Your long hard devotion to diligence, in your work, is honorable..... Your view of metrics is for most too much information. (TMI)..... in other words, your work is good, way to long for any attention span, other than Bill James, who is who you should be addressing, instead of us..... Stats are good for many things...metrics can and have been used to make a rose smell like shit, and shit smell like perfume. One's use of metrics is often required to any extent, ie, "If you can measure it, you can see it, and if you can see it, you can fix it".....however, good your intent, you perhaps should seriously submit your work to Bill James-Abstract, You may even find an email for his publishing firm. I'm sure his snail mail is available, perhaps thru his publisher, or the Bosox.....? PS: best of luck to ya'.....
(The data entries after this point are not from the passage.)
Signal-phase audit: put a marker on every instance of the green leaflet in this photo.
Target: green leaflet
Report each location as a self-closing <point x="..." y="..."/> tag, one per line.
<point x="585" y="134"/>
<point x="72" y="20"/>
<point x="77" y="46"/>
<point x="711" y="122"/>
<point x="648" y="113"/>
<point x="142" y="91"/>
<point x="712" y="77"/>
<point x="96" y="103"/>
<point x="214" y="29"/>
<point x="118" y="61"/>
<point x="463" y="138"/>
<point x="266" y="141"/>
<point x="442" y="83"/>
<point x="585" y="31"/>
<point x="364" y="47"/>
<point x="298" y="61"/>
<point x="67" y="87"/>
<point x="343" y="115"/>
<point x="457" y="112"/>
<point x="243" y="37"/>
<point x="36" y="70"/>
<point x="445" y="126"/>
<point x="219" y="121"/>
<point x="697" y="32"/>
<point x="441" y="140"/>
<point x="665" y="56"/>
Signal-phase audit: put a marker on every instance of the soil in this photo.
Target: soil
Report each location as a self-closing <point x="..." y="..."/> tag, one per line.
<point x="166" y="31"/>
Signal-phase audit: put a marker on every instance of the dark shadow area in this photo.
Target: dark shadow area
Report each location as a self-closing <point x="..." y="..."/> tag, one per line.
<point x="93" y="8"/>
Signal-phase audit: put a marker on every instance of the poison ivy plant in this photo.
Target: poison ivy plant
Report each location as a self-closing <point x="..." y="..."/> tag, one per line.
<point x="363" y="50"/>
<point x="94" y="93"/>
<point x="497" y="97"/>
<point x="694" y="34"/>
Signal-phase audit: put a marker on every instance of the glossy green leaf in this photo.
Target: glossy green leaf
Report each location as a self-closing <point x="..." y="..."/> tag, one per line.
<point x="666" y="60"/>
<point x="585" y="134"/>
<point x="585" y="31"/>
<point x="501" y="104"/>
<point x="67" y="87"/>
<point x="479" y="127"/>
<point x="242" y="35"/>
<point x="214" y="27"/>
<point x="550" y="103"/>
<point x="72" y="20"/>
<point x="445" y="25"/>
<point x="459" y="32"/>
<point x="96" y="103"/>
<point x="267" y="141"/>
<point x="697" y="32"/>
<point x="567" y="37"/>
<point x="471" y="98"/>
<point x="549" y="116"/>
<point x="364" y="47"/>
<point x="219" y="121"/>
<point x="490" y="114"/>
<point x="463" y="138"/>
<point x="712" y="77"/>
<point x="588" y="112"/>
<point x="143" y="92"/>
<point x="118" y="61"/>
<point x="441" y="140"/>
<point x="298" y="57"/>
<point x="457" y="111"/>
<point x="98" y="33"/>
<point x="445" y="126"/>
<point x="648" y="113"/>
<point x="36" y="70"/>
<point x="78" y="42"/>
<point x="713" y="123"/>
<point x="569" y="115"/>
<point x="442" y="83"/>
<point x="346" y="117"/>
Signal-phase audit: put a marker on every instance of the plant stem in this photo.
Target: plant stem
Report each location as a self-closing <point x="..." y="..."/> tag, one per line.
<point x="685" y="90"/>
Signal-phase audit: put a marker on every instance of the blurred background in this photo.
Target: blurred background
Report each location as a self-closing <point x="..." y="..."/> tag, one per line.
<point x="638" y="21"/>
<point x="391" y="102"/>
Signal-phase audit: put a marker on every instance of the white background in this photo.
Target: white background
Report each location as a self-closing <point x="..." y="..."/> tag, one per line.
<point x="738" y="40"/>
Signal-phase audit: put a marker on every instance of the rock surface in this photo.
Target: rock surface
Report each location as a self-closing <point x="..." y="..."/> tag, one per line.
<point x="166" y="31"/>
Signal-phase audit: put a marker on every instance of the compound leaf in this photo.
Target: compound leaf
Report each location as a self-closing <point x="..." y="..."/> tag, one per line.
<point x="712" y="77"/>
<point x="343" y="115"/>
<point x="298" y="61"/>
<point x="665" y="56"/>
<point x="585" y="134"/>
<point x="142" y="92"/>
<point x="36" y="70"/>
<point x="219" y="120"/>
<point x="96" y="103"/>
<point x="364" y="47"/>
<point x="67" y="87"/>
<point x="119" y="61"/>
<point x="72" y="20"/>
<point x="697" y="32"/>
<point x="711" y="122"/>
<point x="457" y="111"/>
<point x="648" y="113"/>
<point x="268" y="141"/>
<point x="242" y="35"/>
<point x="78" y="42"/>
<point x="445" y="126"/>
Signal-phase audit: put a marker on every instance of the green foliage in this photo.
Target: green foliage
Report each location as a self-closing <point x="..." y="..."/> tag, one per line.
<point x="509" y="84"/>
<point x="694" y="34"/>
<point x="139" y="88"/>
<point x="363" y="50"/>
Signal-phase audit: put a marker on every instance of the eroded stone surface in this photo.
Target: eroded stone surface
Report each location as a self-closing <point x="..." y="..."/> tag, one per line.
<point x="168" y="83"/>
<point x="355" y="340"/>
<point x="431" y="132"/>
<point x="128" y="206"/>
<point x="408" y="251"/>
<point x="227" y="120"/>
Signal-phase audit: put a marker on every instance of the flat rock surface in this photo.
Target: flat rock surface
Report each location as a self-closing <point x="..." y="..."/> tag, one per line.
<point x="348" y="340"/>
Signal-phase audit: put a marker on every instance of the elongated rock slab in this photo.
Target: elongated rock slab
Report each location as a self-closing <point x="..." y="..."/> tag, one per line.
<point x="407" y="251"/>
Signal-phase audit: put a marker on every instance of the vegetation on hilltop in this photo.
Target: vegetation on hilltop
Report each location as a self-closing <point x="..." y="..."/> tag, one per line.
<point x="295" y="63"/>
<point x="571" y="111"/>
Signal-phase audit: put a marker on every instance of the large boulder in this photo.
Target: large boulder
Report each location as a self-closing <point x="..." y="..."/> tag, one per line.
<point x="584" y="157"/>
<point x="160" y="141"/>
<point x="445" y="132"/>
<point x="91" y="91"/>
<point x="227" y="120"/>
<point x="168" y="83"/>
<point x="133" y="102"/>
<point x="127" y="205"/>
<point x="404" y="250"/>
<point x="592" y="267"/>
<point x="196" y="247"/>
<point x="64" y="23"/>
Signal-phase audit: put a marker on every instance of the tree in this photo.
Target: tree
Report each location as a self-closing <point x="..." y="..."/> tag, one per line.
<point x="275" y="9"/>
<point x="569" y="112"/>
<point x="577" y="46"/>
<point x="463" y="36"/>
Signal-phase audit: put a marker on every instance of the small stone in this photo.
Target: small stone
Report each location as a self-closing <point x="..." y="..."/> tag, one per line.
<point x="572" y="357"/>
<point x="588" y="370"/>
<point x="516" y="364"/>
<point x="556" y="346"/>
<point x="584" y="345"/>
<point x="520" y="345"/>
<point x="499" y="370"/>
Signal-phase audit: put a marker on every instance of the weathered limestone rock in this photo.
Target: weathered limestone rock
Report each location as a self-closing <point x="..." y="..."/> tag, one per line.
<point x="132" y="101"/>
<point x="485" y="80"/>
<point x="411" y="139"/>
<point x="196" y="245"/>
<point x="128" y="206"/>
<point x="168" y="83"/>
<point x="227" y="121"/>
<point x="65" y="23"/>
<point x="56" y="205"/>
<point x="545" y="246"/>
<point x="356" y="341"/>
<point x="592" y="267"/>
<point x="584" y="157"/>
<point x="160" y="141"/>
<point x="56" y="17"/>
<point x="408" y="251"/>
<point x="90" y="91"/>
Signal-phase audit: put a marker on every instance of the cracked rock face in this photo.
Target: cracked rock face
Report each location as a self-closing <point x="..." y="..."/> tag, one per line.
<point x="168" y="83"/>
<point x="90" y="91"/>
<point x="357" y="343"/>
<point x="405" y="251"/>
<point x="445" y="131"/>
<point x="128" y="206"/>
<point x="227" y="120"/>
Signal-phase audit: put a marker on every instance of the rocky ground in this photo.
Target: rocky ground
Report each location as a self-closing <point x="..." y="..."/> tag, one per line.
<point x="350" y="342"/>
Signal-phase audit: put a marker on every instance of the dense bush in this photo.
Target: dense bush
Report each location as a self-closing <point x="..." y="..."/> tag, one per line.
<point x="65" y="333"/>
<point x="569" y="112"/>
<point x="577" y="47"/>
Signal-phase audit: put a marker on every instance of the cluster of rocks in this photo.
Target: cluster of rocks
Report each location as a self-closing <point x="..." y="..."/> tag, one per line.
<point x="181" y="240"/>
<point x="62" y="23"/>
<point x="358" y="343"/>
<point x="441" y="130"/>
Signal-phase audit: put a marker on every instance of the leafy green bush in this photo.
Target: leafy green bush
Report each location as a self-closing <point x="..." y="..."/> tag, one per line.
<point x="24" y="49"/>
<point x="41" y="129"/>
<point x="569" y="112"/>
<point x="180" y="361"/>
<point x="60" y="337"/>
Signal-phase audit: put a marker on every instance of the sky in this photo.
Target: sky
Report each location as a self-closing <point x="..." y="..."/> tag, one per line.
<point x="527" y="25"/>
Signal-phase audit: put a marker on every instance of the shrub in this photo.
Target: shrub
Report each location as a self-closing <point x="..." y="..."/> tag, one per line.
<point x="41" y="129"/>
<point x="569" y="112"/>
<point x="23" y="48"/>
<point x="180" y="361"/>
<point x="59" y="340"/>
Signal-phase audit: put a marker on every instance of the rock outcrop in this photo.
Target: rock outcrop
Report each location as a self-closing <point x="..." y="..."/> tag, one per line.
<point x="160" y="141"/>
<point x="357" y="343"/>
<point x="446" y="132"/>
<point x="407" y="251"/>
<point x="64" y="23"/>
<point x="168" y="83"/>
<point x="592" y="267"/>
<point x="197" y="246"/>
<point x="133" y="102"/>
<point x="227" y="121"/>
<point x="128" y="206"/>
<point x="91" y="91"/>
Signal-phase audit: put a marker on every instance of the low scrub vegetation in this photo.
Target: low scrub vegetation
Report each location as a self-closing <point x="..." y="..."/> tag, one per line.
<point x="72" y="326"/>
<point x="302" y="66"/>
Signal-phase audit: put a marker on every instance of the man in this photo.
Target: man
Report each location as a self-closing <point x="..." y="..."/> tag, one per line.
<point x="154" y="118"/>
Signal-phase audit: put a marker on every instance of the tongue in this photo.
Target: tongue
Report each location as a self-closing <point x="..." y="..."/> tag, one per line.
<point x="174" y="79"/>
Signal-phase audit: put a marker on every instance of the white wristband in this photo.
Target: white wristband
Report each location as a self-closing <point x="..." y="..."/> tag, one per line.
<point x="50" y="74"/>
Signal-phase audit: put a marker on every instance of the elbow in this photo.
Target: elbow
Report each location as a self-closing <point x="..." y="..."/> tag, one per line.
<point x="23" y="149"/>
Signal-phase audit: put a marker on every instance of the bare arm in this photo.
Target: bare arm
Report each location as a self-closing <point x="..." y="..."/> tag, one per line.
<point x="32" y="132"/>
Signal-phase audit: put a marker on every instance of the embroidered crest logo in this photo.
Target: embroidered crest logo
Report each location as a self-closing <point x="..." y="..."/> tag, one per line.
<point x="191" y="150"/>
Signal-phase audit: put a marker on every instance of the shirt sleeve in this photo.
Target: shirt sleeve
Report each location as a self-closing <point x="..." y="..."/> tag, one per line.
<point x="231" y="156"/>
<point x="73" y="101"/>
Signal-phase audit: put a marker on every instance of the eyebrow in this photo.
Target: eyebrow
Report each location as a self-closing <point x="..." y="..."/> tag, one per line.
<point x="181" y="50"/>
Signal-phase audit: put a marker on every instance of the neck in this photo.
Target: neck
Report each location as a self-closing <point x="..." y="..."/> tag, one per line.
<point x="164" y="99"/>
Good to see you tsky! Holy crap.... Could you give a key to what all the abbreviations used stand for? What is 1FFB? expected anything isn't a stat... Only what has been done. So I'd remove the "ex" portion.... The rest I'll actually need to sit at a computer & read with the key before I can adequately respond.
For someone who claims he is not nor close to a statistician I'd say you've done your home work well. I will second good to see you on the board.
So, tsky. Please explain how the Yankees keep a dud like Drew on their roster................statistically speaking? lol PS ........ I know you are concentrating on pitching. and I apologize for that. Yet, are there stats that keep him on the Yankee roster? Just a curious thought!
...guys, fwiw, I would not look for the OP to post here on a regular basis...he spams essentially the same thing every so often on multiple boards.
not sure I'd call this spam but okay... I am a big yankee fan/baseball fan and like statistics. Just because I don't post here all the time doesn't mean I can't share some of my findings if I feel like they are interesting
I can't hear you, can you look this way so I can read your lips, and I hope you don't mind me writing out what I can't say.......!